Lee threw up his hands to bat it away, and Xaxac came to the realization that there were claws on its tiny feet. The dragon wore a collar around its neck inset with some sort of blue crystal, likely to designate its status as a pet, so it was by this that Xac grabbed it and threw it backward into the booth. It landed in one of the many baskets of yarn, righted itself, and hissed in a disagreeable manner.
“My god!” Lee said.
“No fighting!” Crazy Harry said as he counted out Alex’s change, “World’s rough enough as it is.”
Alex, however, seemed to hold the opinion that what he had just seen was the funniest thing that could have possibly happen to a person. He was laughing so hard he had to hold onto the counter for support.
“Yeah, well,” Lee said as he straightened his workshirt, “You oughta keep that thing on a leash.”
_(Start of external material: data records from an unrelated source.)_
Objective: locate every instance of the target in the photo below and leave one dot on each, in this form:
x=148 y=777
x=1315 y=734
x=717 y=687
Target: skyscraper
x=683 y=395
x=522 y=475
“That your young’un?” Crazy Harry asked.
“No,” Lee said, sounding as if he had been gravely insulted.
“Then don’t be hittin people at my booth,” the man slid a stack of coins toward Alex, turned to look at Lee, and spoke without his normal playful tone, “I’m Crazy Harry. My policies are… insane.”
“Getcha things, Xac,” Lee demanded, “We’re gone.”